Note to whacked out parent: It’s a dictionary, not a Bible! (speaking of Bibles, a dictionary is certainly less obsessed with sex.)

It is a religious zealot or a narrow-minded fanatic who values ignorance and “innocence” over a comprehensive scholastic dictionary. Dictionaries are a repository of language and culture. Not just your language, but the words and phrases that are a product of the world around you. Dictionaries obviously define terms for many activities and things that you might not wish to visit upon your children. Good Gawd, lady! That’s no excuse to keep them under a rock.

Why not ban the definition of “murder”, “diarrhea” and “warts”. We certainly don’t want our kids to be visited by these plagues. Yet, few parents would attempt to shelter them from these definitions.

Don’t want your child to experience this? Simply ban it from the dictionary!

Who taught you that information is poisonous? For how long do you want your 5th grader to be ignorant of sex or even its basic terminology? From whom should he or she learn – If not from a dictionary, a school and from family?

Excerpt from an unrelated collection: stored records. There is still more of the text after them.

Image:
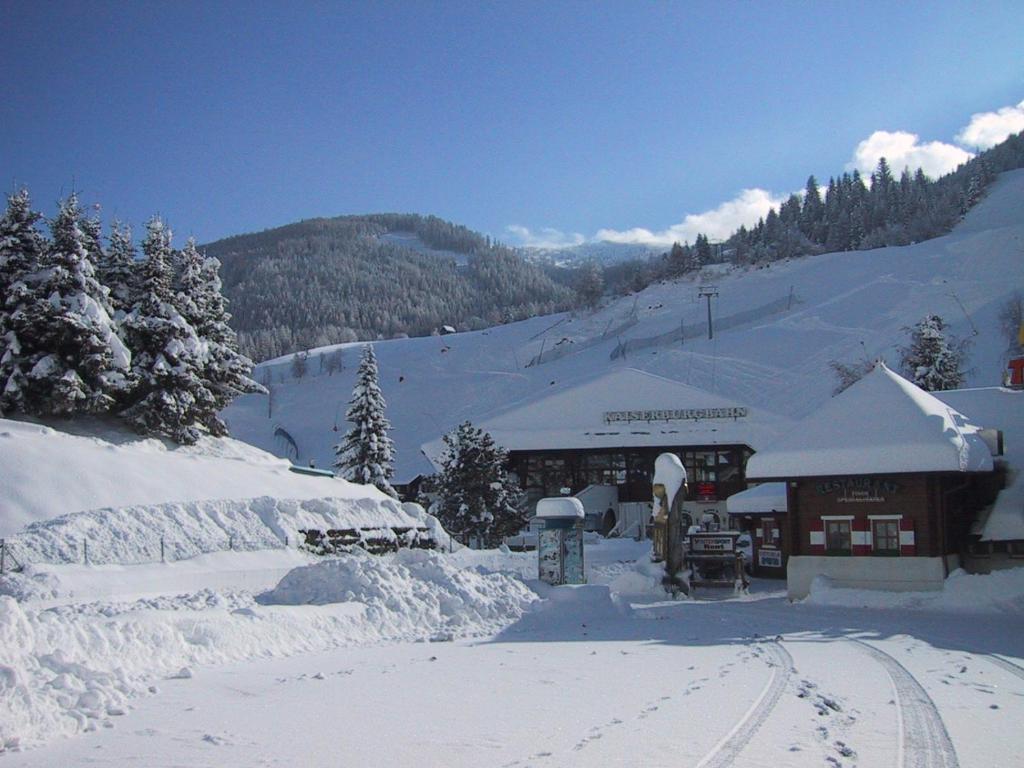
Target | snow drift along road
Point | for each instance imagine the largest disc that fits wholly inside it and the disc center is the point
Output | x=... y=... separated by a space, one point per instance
x=70 y=669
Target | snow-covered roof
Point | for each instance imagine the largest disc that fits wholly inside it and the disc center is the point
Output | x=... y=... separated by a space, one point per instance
x=628 y=409
x=1001 y=409
x=565 y=506
x=881 y=424
x=768 y=497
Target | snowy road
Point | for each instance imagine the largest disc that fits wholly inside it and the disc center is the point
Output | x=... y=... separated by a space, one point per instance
x=747 y=682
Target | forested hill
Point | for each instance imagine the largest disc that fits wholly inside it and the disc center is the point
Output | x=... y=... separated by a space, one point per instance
x=331 y=280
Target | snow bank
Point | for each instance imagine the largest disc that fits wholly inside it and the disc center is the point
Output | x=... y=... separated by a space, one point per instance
x=998 y=592
x=47 y=473
x=425 y=587
x=132 y=535
x=71 y=669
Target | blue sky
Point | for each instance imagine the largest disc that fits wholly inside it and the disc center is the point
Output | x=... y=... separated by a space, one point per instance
x=560 y=120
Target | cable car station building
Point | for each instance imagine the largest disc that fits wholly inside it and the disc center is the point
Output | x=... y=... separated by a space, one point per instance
x=598 y=440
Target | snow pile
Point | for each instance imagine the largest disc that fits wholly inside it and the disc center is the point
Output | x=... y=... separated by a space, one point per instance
x=131 y=535
x=424 y=587
x=998 y=592
x=669 y=471
x=48 y=472
x=882 y=423
x=76 y=668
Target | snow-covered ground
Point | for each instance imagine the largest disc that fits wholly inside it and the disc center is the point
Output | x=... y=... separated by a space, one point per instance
x=846 y=307
x=461 y=659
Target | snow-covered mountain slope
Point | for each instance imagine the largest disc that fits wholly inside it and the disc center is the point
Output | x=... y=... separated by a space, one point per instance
x=48 y=473
x=776 y=330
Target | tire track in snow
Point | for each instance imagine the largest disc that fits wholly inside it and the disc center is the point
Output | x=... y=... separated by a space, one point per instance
x=924 y=739
x=726 y=751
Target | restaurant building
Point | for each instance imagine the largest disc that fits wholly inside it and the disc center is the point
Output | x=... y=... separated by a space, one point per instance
x=883 y=485
x=598 y=440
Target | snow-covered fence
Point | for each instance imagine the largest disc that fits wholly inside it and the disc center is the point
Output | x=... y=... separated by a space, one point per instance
x=567 y=345
x=699 y=330
x=181 y=530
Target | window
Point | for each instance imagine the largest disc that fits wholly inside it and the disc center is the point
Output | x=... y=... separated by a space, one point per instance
x=838 y=538
x=885 y=537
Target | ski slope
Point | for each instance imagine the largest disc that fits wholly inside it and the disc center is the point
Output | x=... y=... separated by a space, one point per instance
x=776 y=331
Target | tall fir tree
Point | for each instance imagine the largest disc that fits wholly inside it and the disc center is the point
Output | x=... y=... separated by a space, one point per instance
x=366 y=454
x=933 y=360
x=169 y=397
x=22 y=248
x=225 y=372
x=118 y=269
x=478 y=502
x=69 y=358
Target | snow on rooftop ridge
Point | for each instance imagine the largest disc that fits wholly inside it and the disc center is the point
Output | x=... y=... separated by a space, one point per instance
x=670 y=472
x=882 y=424
x=584 y=400
x=578 y=417
x=1003 y=409
x=768 y=497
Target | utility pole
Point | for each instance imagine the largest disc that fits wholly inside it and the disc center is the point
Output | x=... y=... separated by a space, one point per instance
x=708 y=292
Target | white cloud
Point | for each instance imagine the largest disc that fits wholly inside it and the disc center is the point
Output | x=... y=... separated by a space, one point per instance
x=718 y=223
x=546 y=238
x=986 y=129
x=902 y=150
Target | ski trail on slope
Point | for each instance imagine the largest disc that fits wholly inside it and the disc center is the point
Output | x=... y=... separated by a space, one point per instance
x=726 y=751
x=925 y=741
x=1007 y=665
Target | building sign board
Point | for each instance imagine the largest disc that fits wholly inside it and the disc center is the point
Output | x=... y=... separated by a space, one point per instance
x=770 y=558
x=684 y=414
x=858 y=489
x=707 y=492
x=712 y=545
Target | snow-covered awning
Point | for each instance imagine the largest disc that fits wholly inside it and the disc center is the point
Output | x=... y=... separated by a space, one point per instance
x=763 y=499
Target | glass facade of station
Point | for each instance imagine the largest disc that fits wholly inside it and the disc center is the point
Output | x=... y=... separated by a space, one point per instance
x=714 y=472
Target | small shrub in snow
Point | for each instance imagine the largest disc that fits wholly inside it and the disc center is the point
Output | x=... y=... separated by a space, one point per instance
x=933 y=360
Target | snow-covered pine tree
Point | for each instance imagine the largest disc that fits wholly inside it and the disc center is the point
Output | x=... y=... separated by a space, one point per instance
x=22 y=248
x=226 y=373
x=932 y=360
x=118 y=269
x=169 y=396
x=477 y=503
x=70 y=358
x=366 y=453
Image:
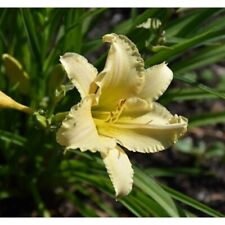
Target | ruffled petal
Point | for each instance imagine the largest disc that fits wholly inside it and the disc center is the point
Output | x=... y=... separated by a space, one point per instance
x=78 y=130
x=119 y=169
x=123 y=75
x=150 y=132
x=157 y=80
x=79 y=71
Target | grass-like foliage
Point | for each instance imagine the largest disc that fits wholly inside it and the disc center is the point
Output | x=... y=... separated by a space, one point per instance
x=37 y=178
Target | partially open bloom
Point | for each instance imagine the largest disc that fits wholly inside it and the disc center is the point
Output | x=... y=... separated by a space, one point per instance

Actually, I am more concerned with the response of the school board than with one ignorant parent. To be fair, the board is complaining, but not about the parent! Believe it or not, they are upset at the difficult task ahead. They plan to read the entire dictionary to see if other terms might offend another whacked out parent! Quoting the immortal Homer Simpson, “D’OH!”

Some people fear learning. They believe in the ostrich axiom “ignorance is bliss”. But school boards stand for education – that is, if brains aren’t checked at the door. Why would a school board kowtow to ignorance or fanaticism? Perhaps, the fanatic has a louder voice than the silent majority. Hopefully, parents who want educated offspring are still in the majority.